Ensemble Neural Relation Extraction with Adaptive Boosting
This work addresses noisy data issues in relation extraction for natural language processing applications, representing an incremental improvement through ensemble methods.
The paper tackles the problem of wrong labels and noisy data in relation extraction by proposing an ensemble neural network model that combines LSTMs with attention and adaptive boosting, achieving an 8% improvement in F1-score over state-of-the-art models.
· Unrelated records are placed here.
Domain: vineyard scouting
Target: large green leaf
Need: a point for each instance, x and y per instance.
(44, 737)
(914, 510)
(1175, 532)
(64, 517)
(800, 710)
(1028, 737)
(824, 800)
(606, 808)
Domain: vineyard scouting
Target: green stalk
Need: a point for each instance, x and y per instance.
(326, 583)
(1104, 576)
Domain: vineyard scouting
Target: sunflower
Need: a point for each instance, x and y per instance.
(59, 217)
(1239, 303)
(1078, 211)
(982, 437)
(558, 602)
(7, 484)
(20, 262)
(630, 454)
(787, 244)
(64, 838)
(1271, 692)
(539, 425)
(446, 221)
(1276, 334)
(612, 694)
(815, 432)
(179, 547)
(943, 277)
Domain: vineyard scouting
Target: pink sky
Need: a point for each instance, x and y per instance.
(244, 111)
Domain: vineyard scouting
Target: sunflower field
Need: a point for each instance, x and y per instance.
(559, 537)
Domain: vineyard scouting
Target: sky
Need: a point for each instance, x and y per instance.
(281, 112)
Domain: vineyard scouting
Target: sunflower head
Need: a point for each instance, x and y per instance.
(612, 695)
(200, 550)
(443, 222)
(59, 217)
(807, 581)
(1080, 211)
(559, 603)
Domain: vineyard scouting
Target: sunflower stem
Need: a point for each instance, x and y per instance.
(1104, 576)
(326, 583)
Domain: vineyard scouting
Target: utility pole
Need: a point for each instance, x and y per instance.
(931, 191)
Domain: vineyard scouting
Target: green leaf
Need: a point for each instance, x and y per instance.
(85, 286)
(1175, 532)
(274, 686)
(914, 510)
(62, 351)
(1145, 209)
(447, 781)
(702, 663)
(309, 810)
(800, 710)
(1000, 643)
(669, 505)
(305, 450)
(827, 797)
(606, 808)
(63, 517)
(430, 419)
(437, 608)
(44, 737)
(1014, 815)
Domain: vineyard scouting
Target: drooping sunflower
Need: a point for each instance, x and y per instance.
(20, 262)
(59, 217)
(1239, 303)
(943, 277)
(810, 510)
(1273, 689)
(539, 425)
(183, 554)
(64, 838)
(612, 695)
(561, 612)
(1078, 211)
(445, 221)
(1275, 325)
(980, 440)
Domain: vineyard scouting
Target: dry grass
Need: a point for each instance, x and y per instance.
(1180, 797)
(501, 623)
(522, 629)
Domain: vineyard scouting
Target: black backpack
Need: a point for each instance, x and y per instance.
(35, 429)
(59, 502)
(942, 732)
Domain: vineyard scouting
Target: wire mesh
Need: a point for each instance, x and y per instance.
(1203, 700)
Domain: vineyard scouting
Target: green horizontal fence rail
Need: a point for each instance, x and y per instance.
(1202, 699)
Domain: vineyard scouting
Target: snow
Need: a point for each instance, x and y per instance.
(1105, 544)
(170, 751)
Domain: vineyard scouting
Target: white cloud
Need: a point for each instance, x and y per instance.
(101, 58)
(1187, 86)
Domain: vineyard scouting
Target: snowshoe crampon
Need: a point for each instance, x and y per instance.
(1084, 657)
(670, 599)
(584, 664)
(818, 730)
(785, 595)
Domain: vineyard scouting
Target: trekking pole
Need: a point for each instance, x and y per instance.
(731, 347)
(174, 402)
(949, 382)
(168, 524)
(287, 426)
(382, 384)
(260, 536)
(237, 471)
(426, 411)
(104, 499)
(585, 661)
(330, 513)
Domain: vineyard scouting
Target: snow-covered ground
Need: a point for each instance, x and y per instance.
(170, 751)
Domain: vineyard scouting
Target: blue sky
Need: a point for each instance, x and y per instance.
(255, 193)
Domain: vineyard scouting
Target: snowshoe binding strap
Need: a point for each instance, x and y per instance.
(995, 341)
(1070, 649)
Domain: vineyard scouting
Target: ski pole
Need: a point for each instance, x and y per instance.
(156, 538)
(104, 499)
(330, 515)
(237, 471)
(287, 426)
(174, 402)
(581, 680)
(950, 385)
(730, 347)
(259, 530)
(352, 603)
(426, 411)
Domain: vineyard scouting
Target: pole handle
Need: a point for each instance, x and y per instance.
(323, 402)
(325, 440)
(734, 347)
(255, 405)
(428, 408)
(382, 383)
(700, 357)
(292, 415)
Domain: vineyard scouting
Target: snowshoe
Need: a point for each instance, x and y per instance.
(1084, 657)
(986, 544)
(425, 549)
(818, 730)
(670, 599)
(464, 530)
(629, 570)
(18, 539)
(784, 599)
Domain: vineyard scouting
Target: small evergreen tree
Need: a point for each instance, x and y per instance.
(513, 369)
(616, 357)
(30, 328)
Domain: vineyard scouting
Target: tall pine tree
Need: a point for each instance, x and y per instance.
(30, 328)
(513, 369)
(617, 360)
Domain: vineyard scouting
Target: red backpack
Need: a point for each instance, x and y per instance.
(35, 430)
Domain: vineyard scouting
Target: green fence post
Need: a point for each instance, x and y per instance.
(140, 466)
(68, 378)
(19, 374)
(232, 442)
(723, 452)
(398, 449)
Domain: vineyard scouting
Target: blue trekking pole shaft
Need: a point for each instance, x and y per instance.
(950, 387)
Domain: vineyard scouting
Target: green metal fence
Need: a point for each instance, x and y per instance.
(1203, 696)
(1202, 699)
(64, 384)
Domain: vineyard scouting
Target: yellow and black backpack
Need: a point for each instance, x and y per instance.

Relation extraction has been widely studied to extract new relational facts from open corpus. Previous relation extraction methods are faced with the problem of wrong labels and noisy data, which substantially decrease the performance of the model. In this paper, we propose an ensemble neural network model - Adaptive Boosting LSTMs with Attention, to more effectively perform relation extraction. Specifically, our model first employs the recursive neural network LSTMs to embed each sentence. Then we import attention into LSTMs by considering that the words in a sentence do not contribute equally to the semantic meaning of the sentence. Next via adaptive boosting, we build strategically several such neural classifiers. By ensembling multiple such LSTM classifiers with adaptive boosting, we could build a more effective and robust joint ensemble neural networks based relation extractor. Experiment results on real dataset demonstrate the superior performance of the proposed model, improving F1-score by about 8% compared to the state-of-the-art models.